En réalité, même si en Afrique cela semble se manifester à ciel ouvert, cette crainte permanente d'avoir mécontenté les Ancêtres, cette étonnante sensation de continuité se disant par la croyance à la réincarnation, voire à la métempsychose, partout dans le monde les êtres humains ne sont-ils pas, sous peine de malheur, reliés à quelque chose de collectif qui les précède, qui les constitue, qui forge leur langue, leurs habitudes, leurs normes, leurs idées, qui rend possible leur activité psychique. Il y a tout un trésor collectif, constitué au fil du temps, qui se manifeste et se dépose par exemple comme expériences dans la richesse et les transformations de la langue, qui précède, dépasse l'individu. L'individu, qu'il le veuille ou non, est pris par cette sorte de fleuve véhiculant les trésors des expériences passées, les sagesses et les savoirs des générations passées, il parle sans souvent s'en rendre compte avec une formidable épaisseur d'expériences d'avant véhiculées par la langue. Ceci se dit en Afrique traditionnelle encore à ciel ouvert, avec cette sensation que les Ancêtres se manifestent encore, qu'il est impossible de les renvoyer, qu'il faut les apaiser en acceptant leur sagesse, leur héritage.



En Afrique, mais ailleurs aussi en fait, le malheur, la dérive, la délinquance, l'ennui, la dépression, arrivent lorsque les gens croient, ou la société de consommation leur fait croire, qu'ils ne sont plus constitués par quelque chose qui garde le trésor d'expériences des générations, lorsque leur parole, leur pensée, leurs actes ne se rythment pas avec un paradigme ancien.
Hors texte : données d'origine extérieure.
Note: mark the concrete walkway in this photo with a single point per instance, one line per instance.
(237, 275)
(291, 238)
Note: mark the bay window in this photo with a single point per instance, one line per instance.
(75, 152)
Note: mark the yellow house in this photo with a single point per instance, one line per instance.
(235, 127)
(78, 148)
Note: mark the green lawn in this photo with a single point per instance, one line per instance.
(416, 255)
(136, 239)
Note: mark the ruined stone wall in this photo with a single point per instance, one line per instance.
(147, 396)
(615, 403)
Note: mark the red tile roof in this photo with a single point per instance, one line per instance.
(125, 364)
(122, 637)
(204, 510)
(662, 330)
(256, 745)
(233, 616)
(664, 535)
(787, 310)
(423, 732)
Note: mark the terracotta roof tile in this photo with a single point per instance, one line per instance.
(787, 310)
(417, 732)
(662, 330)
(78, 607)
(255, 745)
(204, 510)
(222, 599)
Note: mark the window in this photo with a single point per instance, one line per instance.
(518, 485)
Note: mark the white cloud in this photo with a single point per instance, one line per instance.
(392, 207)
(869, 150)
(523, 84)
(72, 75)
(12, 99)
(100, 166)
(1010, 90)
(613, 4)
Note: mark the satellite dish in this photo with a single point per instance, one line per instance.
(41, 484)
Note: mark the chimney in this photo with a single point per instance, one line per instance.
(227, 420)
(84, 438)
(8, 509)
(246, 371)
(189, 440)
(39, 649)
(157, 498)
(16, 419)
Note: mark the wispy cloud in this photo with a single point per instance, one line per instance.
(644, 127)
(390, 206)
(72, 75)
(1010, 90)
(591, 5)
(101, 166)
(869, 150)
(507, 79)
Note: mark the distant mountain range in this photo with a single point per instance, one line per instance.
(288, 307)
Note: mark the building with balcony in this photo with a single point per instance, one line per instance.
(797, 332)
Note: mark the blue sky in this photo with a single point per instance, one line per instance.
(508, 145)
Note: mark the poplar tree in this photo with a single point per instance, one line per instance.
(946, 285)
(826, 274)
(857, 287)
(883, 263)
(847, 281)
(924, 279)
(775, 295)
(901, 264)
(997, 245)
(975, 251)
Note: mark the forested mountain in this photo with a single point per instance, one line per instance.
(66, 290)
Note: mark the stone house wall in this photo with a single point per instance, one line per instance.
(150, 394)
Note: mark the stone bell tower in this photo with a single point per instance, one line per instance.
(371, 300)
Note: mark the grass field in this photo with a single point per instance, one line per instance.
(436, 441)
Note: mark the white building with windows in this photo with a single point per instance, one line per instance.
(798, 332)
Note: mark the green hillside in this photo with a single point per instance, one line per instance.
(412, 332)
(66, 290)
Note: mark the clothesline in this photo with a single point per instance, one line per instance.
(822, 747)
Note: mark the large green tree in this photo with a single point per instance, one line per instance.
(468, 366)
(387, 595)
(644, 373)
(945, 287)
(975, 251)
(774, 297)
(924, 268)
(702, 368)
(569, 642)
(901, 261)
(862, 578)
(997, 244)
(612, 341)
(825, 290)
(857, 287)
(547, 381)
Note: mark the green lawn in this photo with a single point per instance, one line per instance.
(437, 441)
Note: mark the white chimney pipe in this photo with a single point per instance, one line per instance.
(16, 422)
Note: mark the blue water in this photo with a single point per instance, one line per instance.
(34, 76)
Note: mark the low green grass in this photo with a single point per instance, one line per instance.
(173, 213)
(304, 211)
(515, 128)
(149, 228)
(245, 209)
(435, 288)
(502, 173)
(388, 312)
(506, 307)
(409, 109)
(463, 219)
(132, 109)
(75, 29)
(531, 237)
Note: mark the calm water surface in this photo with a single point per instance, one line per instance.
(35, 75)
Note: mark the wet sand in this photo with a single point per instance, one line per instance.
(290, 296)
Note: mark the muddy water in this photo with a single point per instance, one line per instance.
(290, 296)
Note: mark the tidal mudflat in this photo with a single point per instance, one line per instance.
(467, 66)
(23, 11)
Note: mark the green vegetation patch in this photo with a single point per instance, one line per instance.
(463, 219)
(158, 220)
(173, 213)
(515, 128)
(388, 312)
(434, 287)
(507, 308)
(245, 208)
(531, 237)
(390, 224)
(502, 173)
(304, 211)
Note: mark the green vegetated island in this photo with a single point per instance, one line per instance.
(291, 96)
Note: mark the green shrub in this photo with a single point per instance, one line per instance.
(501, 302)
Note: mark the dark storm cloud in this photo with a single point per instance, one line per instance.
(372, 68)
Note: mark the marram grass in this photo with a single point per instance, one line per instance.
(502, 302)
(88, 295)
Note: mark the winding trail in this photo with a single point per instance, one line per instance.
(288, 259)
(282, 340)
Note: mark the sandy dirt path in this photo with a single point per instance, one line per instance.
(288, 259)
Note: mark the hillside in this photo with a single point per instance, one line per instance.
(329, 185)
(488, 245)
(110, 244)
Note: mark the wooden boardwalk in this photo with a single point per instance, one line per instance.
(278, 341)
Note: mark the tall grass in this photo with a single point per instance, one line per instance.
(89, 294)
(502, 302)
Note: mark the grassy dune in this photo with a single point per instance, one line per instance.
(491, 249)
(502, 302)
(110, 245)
En fait, en Afrique et partout ailleurs, le fait que la tradition et la parole des Anciens soient balayées par la folle et si séduisante publicité pour la jouissance tout de suite à portée de mains, cela a des conséquences terribles. Cela revient sous forme de maux que Jean Divassa Nyama nous décrit en Afrique, mais qui sont les mêmes partout ailleurs. Le bruit de l'héritage revient, en Afrique et ailleurs, comme une sorte d'appel à quelque chose à quoi se rattacher, quelque chose de riche et d'impérieux, que le malaise actuel fait revenir en miroir comme l'insistance des Ancêtres à déposer absolument, car c'est vital, leur trésor collectif dans l'appareil psychique de gens dévastés par leur addiction aux différents prêt-à-porter, à-penser, à-consommer qui charpentent si faussement nos vies.



Donc, ce beau et intelligent roman de Jean Divassa Nyama nous donne à entendre pas seulement le bruit de l'héritage en Afrique, où bien sûr c'est beaucoup plus sensible car il reste encore des villages traditionnels et la notion forte de lignée, d'arbre généalogique, la sensation incroyable d'appartenir à un enchaînement qui vient d'avant et se continuera après, mais chez nous aussi. C'est à ce niveau là par exemple, avec cet écrivain francophone de talent, que l'Afrique contribue à nous mettre la puce à l'oreille à propos de quelque chose d'inquiétant dans notre société.